Le lieu le plus improbable où tu aies trouvé du rhum ?
L.G. : Ben en fait, Trinidad. Débarquer à Trinidad et tomber sur des fûts de Caroni vieux de 20 ans complètement par hasard… Tu sais, quand je me rappelle cette histoire, je n’y crois pas moi-même ! C’était le 9 décembre 2004. Je savais que Caroni vendait du vrac, mais j’ignorais qu’il existait du heavy Caroni, des Caroni lourds.
Qu’est-ce qui t’amenait à Trinidad ?
L.G. : Une femme… Urska. [Il attrape l’album photo, laisse filer les souvenirs en tournant les pages.] Le gouvernement trinidadien avait fermé la sucrerie-distillerie Caroni, et je tombe dessus. On me laisse entrer dans l’entrepôt, et là, je commence à saliver comme un chat devant une sardine. J’ai prélevé des samples, et contacté le liquidateur. J’ai acheté une partie du stock, à un prix ridicule. Caroni, tu aimes ou tu détestes, mais tu ne peux pas le réduire. Les premiers, je n’ai pas eu le courage de les embouteiller full proof, c’était dommage rétrospectivement.
Et le reste du stock Caroni ?
L.G. : J’en ai acheté ensuite une deuxième partie, puis une troisième avec LMDW, que j’ai expédiée chez DDL pour poursuivre le vieillissement tropical. En 2008, il y a eu une enchère sur les Caroni light, qui sont partis en Europe. Rien à voir avec les heavy rums que j’ai achetés. En 2019, on a rapatrié les derniers fûts, choisi les 23 meilleurs qui ont été logés en dame-jeanne à Cognac. Les Caroni Paradise 1996 et 1998 sont sortis fin octobre, vendus à 3 000 € la bouteille soufflée à la bouche. Ce sont les premiers des derniers Caroni. Je ne crois pas que je vendrai les fûts restants. Les bottlings iront peut-être dans la collection Velier… On verra.
Il ne devait pas rester grand-chose dans les fûts…

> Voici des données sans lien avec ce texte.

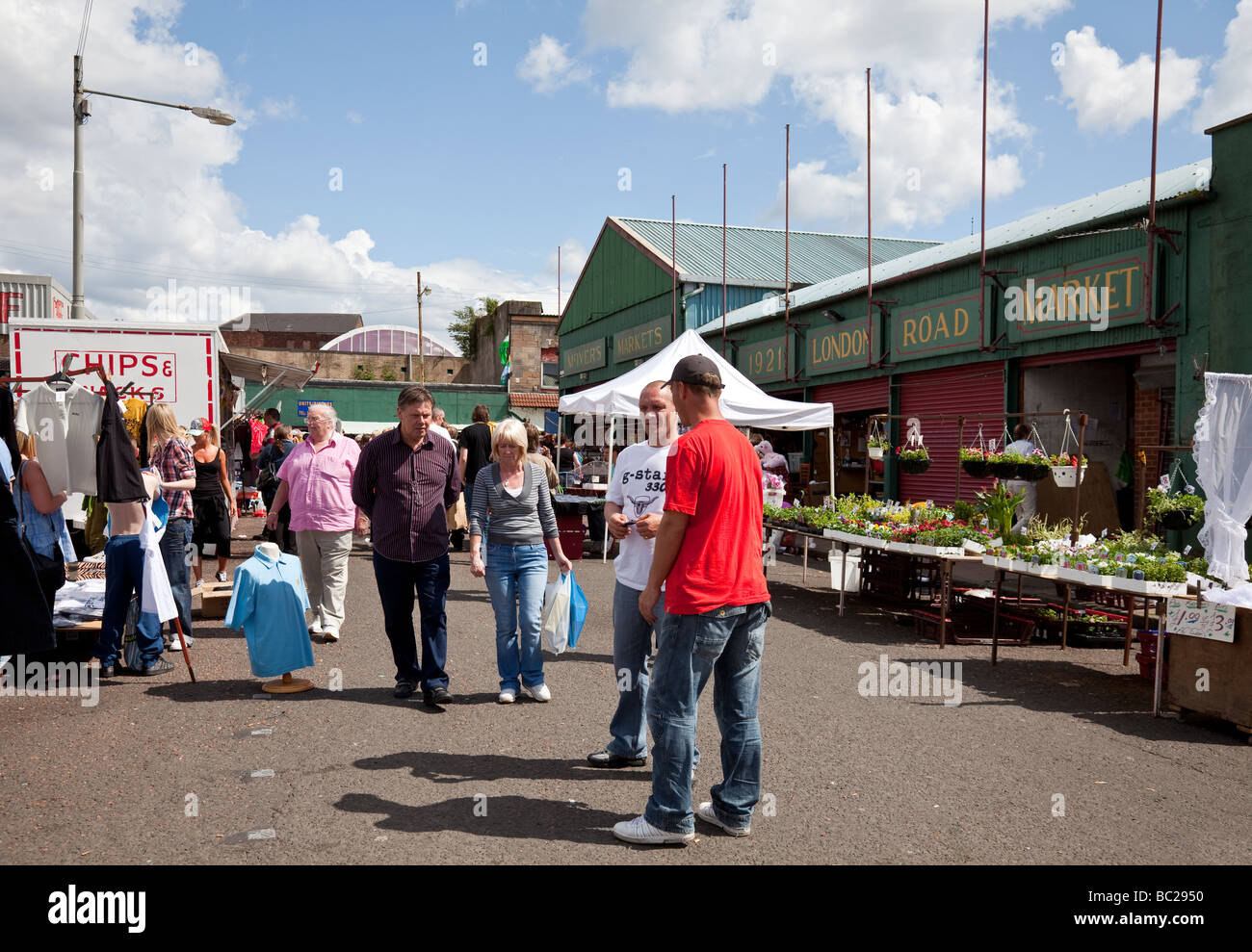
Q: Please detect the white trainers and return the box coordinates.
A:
[522,684,552,702]
[613,817,696,843]
[696,801,752,836]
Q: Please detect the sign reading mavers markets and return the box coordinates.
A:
[613,318,670,363]
[561,338,605,374]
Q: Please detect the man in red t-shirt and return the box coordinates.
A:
[613,355,770,843]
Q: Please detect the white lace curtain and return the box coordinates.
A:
[1194,374,1252,594]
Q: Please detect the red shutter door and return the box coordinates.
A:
[809,374,892,417]
[899,360,1004,502]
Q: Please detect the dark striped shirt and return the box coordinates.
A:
[352,426,460,562]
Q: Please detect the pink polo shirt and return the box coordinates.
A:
[278,433,360,531]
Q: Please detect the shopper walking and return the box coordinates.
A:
[187,417,239,587]
[352,387,460,705]
[613,355,770,843]
[266,402,363,642]
[470,421,573,705]
[587,380,677,767]
[144,402,196,652]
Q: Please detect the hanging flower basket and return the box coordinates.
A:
[1052,463,1086,489]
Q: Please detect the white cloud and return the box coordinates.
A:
[517,34,591,95]
[260,96,300,118]
[0,0,556,339]
[584,0,1069,229]
[1053,26,1201,134]
[1192,0,1252,133]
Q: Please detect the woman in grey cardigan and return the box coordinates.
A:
[470,421,573,705]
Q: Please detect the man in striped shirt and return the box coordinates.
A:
[352,387,460,705]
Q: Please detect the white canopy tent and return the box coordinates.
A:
[558,330,835,556]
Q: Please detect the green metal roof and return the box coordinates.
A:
[610,217,938,288]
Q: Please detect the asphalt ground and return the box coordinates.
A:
[0,519,1252,864]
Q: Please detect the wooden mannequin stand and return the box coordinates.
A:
[257,542,313,694]
[260,673,313,694]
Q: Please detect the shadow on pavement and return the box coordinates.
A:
[352,751,652,780]
[334,793,626,844]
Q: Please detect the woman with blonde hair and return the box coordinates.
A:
[470,419,573,705]
[144,402,196,651]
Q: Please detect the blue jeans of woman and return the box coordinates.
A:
[485,544,547,694]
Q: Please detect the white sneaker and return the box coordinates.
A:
[522,684,552,702]
[696,801,752,836]
[613,817,696,843]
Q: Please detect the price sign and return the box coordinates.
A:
[1165,598,1235,642]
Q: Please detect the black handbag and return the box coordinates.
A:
[15,467,65,605]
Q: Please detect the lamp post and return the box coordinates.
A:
[70,55,234,321]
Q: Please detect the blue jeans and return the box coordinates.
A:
[94,535,166,668]
[485,544,547,694]
[375,552,451,690]
[606,581,665,757]
[160,519,192,634]
[643,602,770,834]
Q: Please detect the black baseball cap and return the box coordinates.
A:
[665,354,722,387]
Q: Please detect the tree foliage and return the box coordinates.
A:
[448,297,500,360]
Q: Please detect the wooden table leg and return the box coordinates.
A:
[1060,581,1069,651]
[992,568,1002,664]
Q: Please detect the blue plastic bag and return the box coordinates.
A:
[570,572,587,648]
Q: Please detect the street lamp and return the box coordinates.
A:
[70,52,234,321]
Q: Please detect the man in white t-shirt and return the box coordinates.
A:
[587,380,679,767]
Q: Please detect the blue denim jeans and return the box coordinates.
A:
[606,581,665,757]
[375,552,451,690]
[160,519,192,634]
[94,535,166,668]
[485,544,547,694]
[643,602,770,834]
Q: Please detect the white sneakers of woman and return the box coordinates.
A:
[522,684,552,702]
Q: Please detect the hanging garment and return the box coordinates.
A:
[226,546,313,678]
[16,383,102,498]
[139,500,178,622]
[96,383,147,502]
[0,475,57,656]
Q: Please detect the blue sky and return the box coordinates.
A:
[0,0,1252,343]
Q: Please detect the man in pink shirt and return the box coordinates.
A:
[266,404,366,642]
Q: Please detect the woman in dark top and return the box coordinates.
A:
[187,419,239,585]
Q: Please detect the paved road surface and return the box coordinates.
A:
[0,521,1252,863]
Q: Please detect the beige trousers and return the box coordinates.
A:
[296,529,352,631]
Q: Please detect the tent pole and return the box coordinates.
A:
[600,417,613,564]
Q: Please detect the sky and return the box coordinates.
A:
[0,0,1252,343]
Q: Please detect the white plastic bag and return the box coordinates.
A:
[543,573,573,655]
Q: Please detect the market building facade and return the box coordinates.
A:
[701,116,1252,534]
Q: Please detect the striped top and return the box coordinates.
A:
[352,426,460,562]
[470,463,559,546]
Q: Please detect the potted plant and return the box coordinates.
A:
[960,447,992,479]
[896,446,930,475]
[1148,487,1205,529]
[1048,452,1086,489]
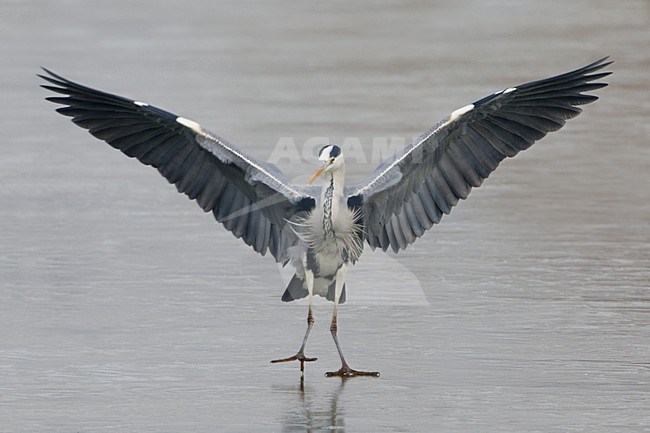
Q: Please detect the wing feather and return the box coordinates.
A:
[346,58,612,252]
[39,69,316,262]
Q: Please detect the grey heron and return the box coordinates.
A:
[39,57,612,376]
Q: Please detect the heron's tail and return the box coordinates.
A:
[282,274,345,304]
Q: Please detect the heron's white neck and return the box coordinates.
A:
[321,166,345,234]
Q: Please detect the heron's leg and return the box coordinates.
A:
[325,264,379,377]
[271,269,318,372]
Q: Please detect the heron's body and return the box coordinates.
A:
[41,58,611,376]
[282,154,363,303]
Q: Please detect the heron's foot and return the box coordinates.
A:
[271,350,318,372]
[325,364,379,377]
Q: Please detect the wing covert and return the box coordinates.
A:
[346,57,612,252]
[39,69,315,262]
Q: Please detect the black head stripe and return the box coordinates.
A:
[318,144,330,156]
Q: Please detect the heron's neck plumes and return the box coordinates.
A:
[322,166,345,237]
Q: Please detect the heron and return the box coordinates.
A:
[38,57,612,377]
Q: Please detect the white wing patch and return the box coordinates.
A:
[176,117,203,133]
[447,104,474,123]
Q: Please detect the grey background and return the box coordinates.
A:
[0,0,650,432]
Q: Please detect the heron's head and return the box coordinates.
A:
[308,144,344,183]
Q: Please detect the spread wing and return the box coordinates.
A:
[346,57,612,252]
[39,69,317,262]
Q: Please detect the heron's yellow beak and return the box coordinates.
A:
[307,164,325,183]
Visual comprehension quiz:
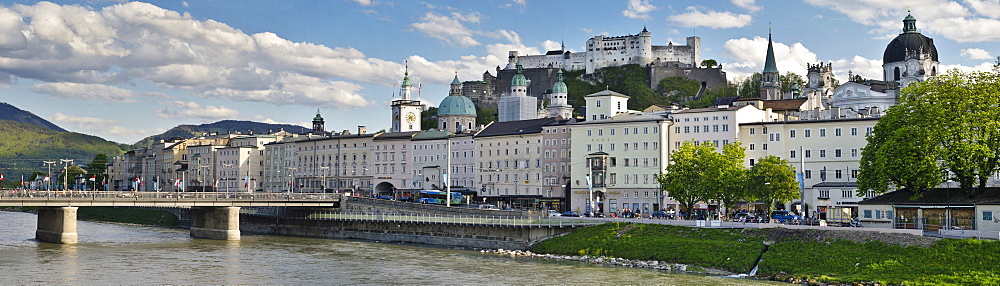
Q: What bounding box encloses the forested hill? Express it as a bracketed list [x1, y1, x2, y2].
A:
[0, 102, 66, 132]
[0, 120, 124, 169]
[133, 120, 312, 147]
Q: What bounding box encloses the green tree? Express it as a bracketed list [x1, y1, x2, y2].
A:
[746, 155, 800, 213]
[656, 141, 746, 217]
[858, 70, 1000, 196]
[701, 59, 719, 68]
[713, 141, 749, 218]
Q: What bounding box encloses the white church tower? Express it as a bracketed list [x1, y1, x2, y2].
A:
[391, 66, 424, 132]
[545, 70, 573, 119]
[497, 62, 538, 122]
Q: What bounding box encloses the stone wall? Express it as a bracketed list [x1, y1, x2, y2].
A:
[240, 214, 583, 250]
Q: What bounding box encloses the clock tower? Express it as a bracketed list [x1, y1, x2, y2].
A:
[391, 67, 424, 132]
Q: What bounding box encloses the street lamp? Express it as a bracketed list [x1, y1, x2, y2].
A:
[59, 159, 73, 191]
[42, 161, 56, 192]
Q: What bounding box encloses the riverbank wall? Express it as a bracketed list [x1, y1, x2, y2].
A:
[240, 214, 585, 250]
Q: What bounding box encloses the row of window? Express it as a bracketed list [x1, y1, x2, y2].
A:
[587, 126, 660, 136]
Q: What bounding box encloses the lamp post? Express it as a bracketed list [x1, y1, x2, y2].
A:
[59, 159, 73, 191]
[42, 161, 56, 192]
[319, 166, 330, 193]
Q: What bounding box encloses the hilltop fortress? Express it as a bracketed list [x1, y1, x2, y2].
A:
[506, 27, 701, 74]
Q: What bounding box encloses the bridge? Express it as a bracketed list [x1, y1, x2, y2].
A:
[0, 190, 342, 244]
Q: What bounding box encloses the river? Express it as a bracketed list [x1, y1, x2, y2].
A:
[0, 212, 777, 285]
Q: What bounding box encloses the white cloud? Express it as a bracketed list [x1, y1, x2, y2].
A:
[667, 7, 753, 29]
[720, 37, 819, 80]
[28, 82, 136, 103]
[0, 2, 418, 108]
[622, 0, 658, 20]
[961, 48, 993, 60]
[805, 0, 1000, 42]
[410, 12, 481, 48]
[731, 0, 762, 13]
[156, 101, 240, 121]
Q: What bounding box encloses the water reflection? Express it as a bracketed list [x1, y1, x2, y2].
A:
[0, 212, 774, 285]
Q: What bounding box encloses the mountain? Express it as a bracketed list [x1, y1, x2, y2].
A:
[0, 102, 67, 132]
[132, 120, 311, 147]
[0, 120, 125, 178]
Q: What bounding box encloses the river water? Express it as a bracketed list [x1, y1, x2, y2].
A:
[0, 212, 776, 285]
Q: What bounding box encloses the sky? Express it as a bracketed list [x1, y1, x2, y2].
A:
[0, 0, 1000, 143]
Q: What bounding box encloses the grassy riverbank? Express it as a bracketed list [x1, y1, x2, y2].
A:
[531, 223, 1000, 285]
[2, 207, 177, 226]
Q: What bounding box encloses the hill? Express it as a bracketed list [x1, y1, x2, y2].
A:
[0, 120, 124, 178]
[0, 102, 66, 132]
[132, 120, 311, 147]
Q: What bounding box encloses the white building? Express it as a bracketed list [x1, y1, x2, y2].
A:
[507, 27, 701, 74]
[739, 117, 878, 218]
[569, 110, 677, 214]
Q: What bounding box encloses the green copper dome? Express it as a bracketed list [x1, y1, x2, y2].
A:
[438, 95, 476, 116]
[510, 61, 528, 86]
[552, 70, 569, 93]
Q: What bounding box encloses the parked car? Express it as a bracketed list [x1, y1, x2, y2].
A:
[562, 212, 580, 217]
[771, 211, 802, 222]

L.G. : Steffen Mayer, auteur d’un livre exhaustif sur Caroni, a calculé que j’ai perdu 23 millions d’euros en part des anges depuis que j’embouteille ce rhum. Le vieillissement tropical, ce n’est pas négociable pour moi. C’est… Si tu penses seulement avec la tête, tu ne fais pas tout ce que j’ai fait. Les clairins, c’est parce que je m’arrête au bord de la route pour aider un mec, qui m’emmène à Baradères, au fin fond de Haïti, chez Casimir Duncan, le père de Faubert, quand je lui demande qui fait le meilleur rhum. RhumRhum, je t’ai raconté… Parfois, je me demande : aurais-je encore la force aujourd’hui de suivre ces intuitions, sans réfléchir, à l’instinct ?
Tu as vraiment un doute ?
L.G. : [Il hausse les épaules, sans répondre.]
Qui es-tu, Luca Gargano ?
L.G. : Je suis un anarchiste dans le bon sens du terme. Un idéaliste qui pense que les hommes ont finalement besoin de très peu de lois pour vivre. Mais selon qui tu interroges, on te dira que je suis communiste ou fasciste, gay ou playboy… Je ne rentre pas dans les cases, et pour cette raison précisément, il a fallu que je sois très rigoureux dans mon travail. Tiens, j’étais l’Atalanta de Gasperini. Et je suis devenu la Juventus ! C’est pour cela que j’ai plaisir à accueillir les gens ici, à Gênes : ils voient qu’on est une petite boîte très simple.
Tu as embouteillé et dégusté les jus les plus rares. Si tu ne pouvais plus boire que les rhums de trois distilleries jusqu’à la fin de tes jours, tu choisis lesquelles ?
L.G. : [Il répond sans même réfléchir.] Sajous, Neisson, et les vieux Demerara.